Nascido em 1924, Vrba tinha apenas 15 anos quando precisou interromper formalmente os estudos devido às imposições do regime fascista de Jozef Tiso, aliado do Terceiro Reich. Aos 17 anos, ele tentou deixar a Eslováquia através da fronteira com a Hungria, mas foi pego e encaminhado para um campo de trânsito.
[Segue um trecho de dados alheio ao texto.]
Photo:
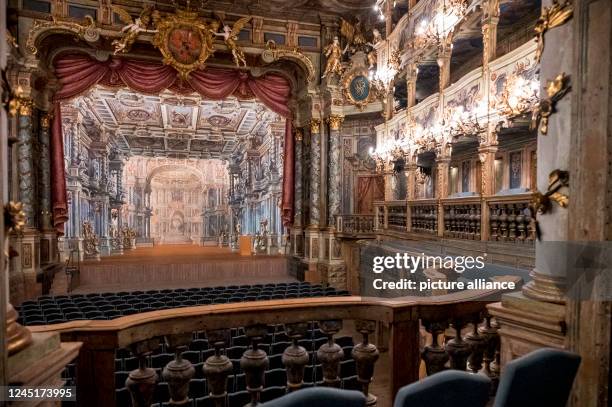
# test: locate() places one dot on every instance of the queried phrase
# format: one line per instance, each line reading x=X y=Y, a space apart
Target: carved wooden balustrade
x=397 y=215
x=398 y=318
x=503 y=218
x=355 y=225
x=510 y=219
x=424 y=216
x=462 y=219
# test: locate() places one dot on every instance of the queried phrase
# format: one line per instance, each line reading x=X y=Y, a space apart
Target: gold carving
x=87 y=31
x=553 y=16
x=555 y=90
x=185 y=41
x=18 y=337
x=335 y=122
x=542 y=202
x=333 y=52
x=230 y=36
x=299 y=134
x=315 y=126
x=133 y=28
x=14 y=217
x=274 y=53
x=45 y=121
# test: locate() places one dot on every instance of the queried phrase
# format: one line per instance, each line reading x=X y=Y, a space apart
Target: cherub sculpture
x=133 y=28
x=333 y=52
x=230 y=36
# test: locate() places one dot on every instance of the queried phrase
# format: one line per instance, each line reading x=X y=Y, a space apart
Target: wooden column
x=404 y=360
x=442 y=168
x=589 y=213
x=486 y=154
x=444 y=59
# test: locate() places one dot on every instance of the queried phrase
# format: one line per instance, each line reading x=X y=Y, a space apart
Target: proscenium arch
x=173 y=167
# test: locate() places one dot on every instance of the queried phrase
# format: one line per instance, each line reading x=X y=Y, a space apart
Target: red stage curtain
x=77 y=73
x=288 y=162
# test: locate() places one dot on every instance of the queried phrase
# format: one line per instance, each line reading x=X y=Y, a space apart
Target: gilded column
x=490 y=19
x=26 y=162
x=45 y=174
x=444 y=57
x=315 y=171
x=297 y=180
x=443 y=158
x=486 y=154
x=334 y=181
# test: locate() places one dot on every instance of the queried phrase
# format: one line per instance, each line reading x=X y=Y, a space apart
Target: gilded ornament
x=274 y=53
x=14 y=217
x=299 y=134
x=542 y=202
x=45 y=121
x=335 y=122
x=315 y=126
x=230 y=36
x=553 y=16
x=555 y=90
x=133 y=27
x=333 y=52
x=185 y=41
x=87 y=31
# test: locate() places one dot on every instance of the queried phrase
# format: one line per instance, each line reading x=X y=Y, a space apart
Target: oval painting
x=360 y=88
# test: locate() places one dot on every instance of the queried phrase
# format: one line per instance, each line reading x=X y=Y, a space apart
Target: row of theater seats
x=63 y=308
x=274 y=344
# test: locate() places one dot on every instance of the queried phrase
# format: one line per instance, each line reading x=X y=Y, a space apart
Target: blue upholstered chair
x=450 y=388
x=541 y=378
x=319 y=397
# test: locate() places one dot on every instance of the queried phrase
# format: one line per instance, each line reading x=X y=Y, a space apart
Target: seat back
x=541 y=378
x=450 y=388
x=319 y=397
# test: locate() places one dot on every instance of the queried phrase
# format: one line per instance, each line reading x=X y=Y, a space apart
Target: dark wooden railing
x=397 y=323
x=503 y=218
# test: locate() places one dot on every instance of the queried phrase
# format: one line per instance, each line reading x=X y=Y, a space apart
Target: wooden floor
x=179 y=266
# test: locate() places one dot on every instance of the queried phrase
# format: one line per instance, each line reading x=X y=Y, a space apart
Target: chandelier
x=462 y=121
x=447 y=15
x=519 y=96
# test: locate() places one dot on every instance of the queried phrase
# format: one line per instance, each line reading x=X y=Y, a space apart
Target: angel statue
x=333 y=52
x=354 y=34
x=133 y=27
x=230 y=36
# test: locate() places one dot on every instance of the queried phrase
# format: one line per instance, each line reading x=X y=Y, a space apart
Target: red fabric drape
x=58 y=177
x=77 y=73
x=288 y=163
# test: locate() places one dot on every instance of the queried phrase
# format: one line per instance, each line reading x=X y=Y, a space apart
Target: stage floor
x=179 y=266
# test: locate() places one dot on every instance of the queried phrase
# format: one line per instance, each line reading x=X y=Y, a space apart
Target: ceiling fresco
x=170 y=125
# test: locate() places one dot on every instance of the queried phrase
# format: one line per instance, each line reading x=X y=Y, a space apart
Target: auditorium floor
x=179 y=266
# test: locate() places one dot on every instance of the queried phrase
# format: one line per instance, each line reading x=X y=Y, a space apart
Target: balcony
x=404 y=333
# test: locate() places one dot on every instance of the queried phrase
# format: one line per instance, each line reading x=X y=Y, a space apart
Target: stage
x=178 y=266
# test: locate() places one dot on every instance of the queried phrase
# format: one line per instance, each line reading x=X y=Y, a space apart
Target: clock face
x=185 y=45
x=360 y=88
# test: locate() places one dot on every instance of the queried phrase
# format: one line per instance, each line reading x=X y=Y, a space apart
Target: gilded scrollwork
x=555 y=90
x=87 y=31
x=553 y=16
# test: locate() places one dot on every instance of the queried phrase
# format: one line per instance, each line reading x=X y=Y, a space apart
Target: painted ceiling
x=170 y=125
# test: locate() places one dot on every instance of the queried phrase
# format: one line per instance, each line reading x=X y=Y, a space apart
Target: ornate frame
x=189 y=20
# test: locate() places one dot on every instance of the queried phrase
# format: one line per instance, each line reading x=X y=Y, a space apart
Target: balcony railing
x=355 y=225
x=495 y=218
x=391 y=324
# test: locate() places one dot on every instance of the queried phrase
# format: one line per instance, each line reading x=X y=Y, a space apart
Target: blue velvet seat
x=450 y=388
x=320 y=397
x=541 y=378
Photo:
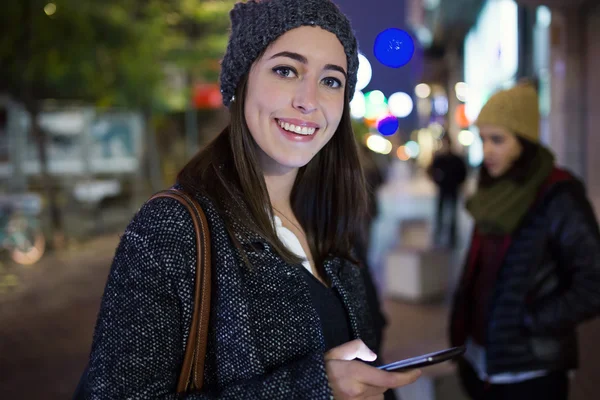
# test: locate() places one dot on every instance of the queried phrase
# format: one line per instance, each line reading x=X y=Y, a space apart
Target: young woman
x=284 y=196
x=533 y=270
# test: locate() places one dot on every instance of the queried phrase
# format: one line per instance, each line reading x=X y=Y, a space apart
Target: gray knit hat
x=255 y=24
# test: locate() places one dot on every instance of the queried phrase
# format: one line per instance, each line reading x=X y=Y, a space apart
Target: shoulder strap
x=191 y=377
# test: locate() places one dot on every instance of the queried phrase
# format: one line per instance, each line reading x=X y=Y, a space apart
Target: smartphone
x=425 y=360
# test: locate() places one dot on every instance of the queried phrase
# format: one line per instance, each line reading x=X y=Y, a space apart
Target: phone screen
x=425 y=360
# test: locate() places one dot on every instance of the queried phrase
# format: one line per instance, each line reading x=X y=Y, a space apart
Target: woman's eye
x=332 y=82
x=285 y=72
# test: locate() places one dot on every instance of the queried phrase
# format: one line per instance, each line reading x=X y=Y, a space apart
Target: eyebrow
x=301 y=59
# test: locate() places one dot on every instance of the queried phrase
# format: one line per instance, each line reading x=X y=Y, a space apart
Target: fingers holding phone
x=352 y=379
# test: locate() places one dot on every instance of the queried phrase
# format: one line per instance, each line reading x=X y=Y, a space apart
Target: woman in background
x=533 y=270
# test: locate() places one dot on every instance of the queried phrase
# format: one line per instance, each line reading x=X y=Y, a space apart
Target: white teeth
x=297 y=129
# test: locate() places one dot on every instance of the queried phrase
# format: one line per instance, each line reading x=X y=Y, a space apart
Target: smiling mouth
x=299 y=130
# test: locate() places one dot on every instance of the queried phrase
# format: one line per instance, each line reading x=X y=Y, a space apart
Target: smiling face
x=295 y=97
x=500 y=149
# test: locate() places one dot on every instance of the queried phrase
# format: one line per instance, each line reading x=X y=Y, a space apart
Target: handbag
x=191 y=377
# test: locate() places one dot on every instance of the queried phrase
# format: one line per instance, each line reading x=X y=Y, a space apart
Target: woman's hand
x=352 y=379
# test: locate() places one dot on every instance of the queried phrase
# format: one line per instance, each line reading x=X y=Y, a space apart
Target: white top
x=475 y=355
x=290 y=240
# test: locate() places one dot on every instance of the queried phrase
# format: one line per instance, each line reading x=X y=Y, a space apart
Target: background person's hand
x=352 y=379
De lá, planejou nova fuga, fracassou e foi transportado, primeiro para Majdanek e, depois, para Auschwitz-Birkenau, onde permaneceu de junho de 1942 a abril de 1944, quando finalmente conseguiu escapar.

Prisioneiros judeus desembarcando de trem no campo de concentração Auschwitz-Birkenau, na Polônia - Arquivos Yad Vashem - 27.mai.44/AFP

Durante todo o tempo em que esteve em Auschwitz, Vrba foi forçado a trabalhar em vários setores do campo, acumulando cada vez mais conhecimento do que estava acontecendo, e tinha esperança que, se um dia realmente conseguisse fugir, poderia compartilhar o que sabia, evitando que a matança seguisse o seu curso.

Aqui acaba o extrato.